February 19, 1999 1:55 PM PST
NEC falls on very hard times
Reminiscent of the job slashing by U.S. computer giants in the 1980s, NEC said today that it would cut 15,000 jobs amid huge losses as it reels from the effects of a business model gone awry. Some of the most egregious mistakes include continued overexposure to memory chips--an industry that has been drowning in red ink--and the buy-out of a U.S. PC maker that was already fading by the time NEC took over.
It has been pummeled by domestic problems, plunging overseas sales and wracked by huge losses at its U.S. unit Packard Bell NEC.
The Japanese company said today it will post a loss of $1.25 billion this fiscal year. It also said it would institute a wide-ranging restructuring plan that includes the 15,000 job cuts, "shifting" personnel to more viable business operations, and a far-reaching study of its businesses.
Historically, NEC has been a pillar of the Japanese economy. It is Japan's top semiconductor manufacturer and leading personal computer maker. It pioneered the Japanese PC market with its proprietary "98" architecture, and in the '80s and early '90s it controlled over 50 percent of the Japanese PC market. But this situation is changing quickly as it continues to lose money in core businesses such as memory chips and as it watches its domestic market share in PCs slip away to Fujitsu, Apple Computer, and a host of overseas contenders. Its market share has dropped to below 30 percent, according to estimates by some market researchers.
Its predicament in the U.S. market may be even worse as Packard Bell continues to post large losses and to perform poorly against low-cost PCs from Compaq, Hewlett-Packard, and IBM. Ultra-low-cost PC makers such as Emachines are also taking customers that Packard Bell traditionally had.
Packard Bell losses widened to $500 million in 1998, from $487 million in 1997. NEC has poured over $1.3 billion into Packard Bell NEC.
Moreover, NEC has never excelled in the U.S. business market. Its notebook PCs, desktops, and servers have never had the brand-name drawing power of U.S. companies.
In Japan, NEC also said in a release that in fiscal year 1999 it would reduce plant and equipment investment by 20 percent and enact research and development "efficiencies" of 10 percent.
Further, there will be a restructuring of its manufacturing systems and it will step up outsourcing of production.
Along with losses, NEC said it will eliminate 15,000 jobs over the next three years. This includes 9,000 jobs in Japan and 6,000 positions overseas.
In the U.S. market, NEC today announced that it will reorganize Packard Bell NEC by "injecting cash" into its American operations and separating and promoting its European operations. In line with this action, NEC said that it would reorganize its personal computer and server operations into three, geographic legal entities:
Despite NEC's Japan-based woes--which are significant--Packard Bell appears to be making a bad situation much worse. NEC's and Packard Bell's worldwide PC market share declined from five percent to four percent in 1998, said Ashok Kumar, an analyst at Piper Jaffray. "[Packard Bell's] brand equity isn't really worth anything anymore," he added. Market share loss can be particularly harmful since the company must ship an increasing number of computers to make money in the low-cost PC markets it competes in.
"The problem for Packard Bell now is that they can't sell PCs for $500 or $600 and make money," said Van Baker, an analyst at GartnerGroup Dataquest. One of Packard Bell's fiercest competitors now is Emachines which has a business model subsidized to some extent by its South Korean owners, making it even more difficult for Packard Bell, he said. Upstart Emachines sells PCs for as little as $399.
Packard Bell "established the low-cost PC market, then everybody went after them. Though they're still a force in the market, their business model isn't viable anymore," he added.
In Japan, Senior Managing Director Kouji Nishigaki will replace Hisashi Kaneko as president. The appointment will be approved next week and take effect from March 26. "It's difficult to explain a company that used to be profitable has come to this: we need to accelerate a turnaround," Nishigaki said at a press briefing.

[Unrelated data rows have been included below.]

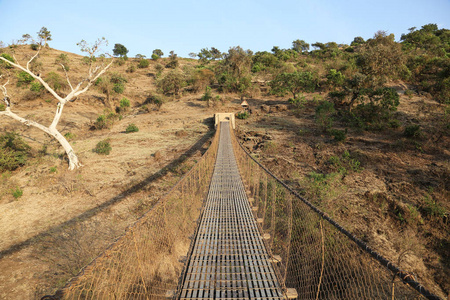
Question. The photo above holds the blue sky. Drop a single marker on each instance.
(188, 26)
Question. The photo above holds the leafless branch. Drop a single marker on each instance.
(67, 76)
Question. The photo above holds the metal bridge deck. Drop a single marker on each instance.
(229, 259)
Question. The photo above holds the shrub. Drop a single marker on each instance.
(131, 69)
(14, 152)
(69, 135)
(172, 82)
(298, 103)
(17, 193)
(242, 115)
(103, 147)
(23, 78)
(7, 57)
(55, 81)
(339, 135)
(63, 59)
(159, 69)
(156, 100)
(120, 61)
(143, 63)
(105, 121)
(131, 128)
(119, 88)
(36, 87)
(324, 115)
(117, 78)
(124, 103)
(207, 95)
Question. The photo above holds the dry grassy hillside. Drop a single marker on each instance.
(390, 190)
(64, 218)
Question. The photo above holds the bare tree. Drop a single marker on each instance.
(94, 72)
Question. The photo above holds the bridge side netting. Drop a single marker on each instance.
(145, 262)
(314, 255)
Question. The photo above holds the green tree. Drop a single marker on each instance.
(293, 82)
(172, 82)
(173, 60)
(234, 72)
(44, 34)
(158, 52)
(357, 41)
(120, 50)
(381, 58)
(300, 46)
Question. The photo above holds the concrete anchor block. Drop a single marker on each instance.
(291, 293)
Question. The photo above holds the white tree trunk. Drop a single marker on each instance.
(73, 159)
(82, 87)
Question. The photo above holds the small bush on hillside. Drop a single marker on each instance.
(156, 100)
(207, 95)
(17, 193)
(103, 147)
(36, 87)
(14, 152)
(119, 88)
(171, 83)
(124, 103)
(23, 78)
(117, 78)
(159, 69)
(69, 136)
(324, 115)
(120, 61)
(339, 135)
(131, 128)
(131, 69)
(7, 57)
(412, 131)
(56, 81)
(143, 63)
(105, 120)
(63, 60)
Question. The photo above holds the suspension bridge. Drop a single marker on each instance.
(230, 229)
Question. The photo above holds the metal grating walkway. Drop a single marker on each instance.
(229, 259)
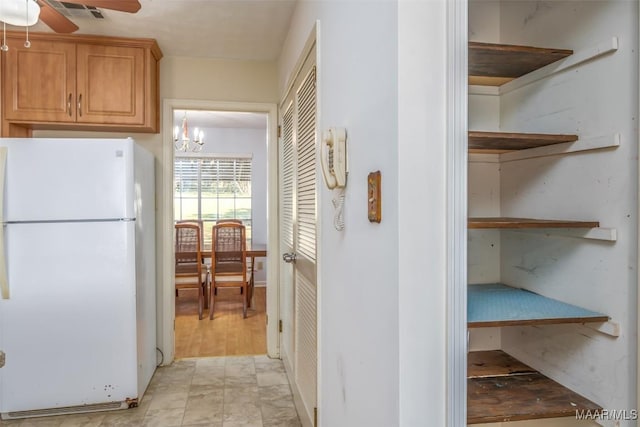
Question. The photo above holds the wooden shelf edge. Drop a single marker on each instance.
(503, 142)
(583, 144)
(509, 390)
(525, 223)
(596, 233)
(496, 63)
(600, 49)
(493, 305)
(531, 322)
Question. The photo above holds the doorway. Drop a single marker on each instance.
(217, 121)
(220, 169)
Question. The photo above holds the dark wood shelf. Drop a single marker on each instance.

The appointment of Nishigaki, who has specialized in computer systems integration, signals NEC's desire to focus more on network solutions to customers rather than on computer hardware alone, analysts said. Senior Executive Vice President Hajime Sasaki, who heads the company's microchip business, will become chairman.
NEC said in Japan it is suffering especially from stagnant orders from Nippon Telegraph and Telephone, the world's largest phone company, for products such as switching equipment. Weaker demand for logic chips will add to the sales decline, the company said. Oversupply and plunging prices for dynamic random-access memory chips caused earnings to more than halve in the year ended last March, though, and are a significant reason for NEC's loss this year, its first in six years.
Bloomberg contributed to this report.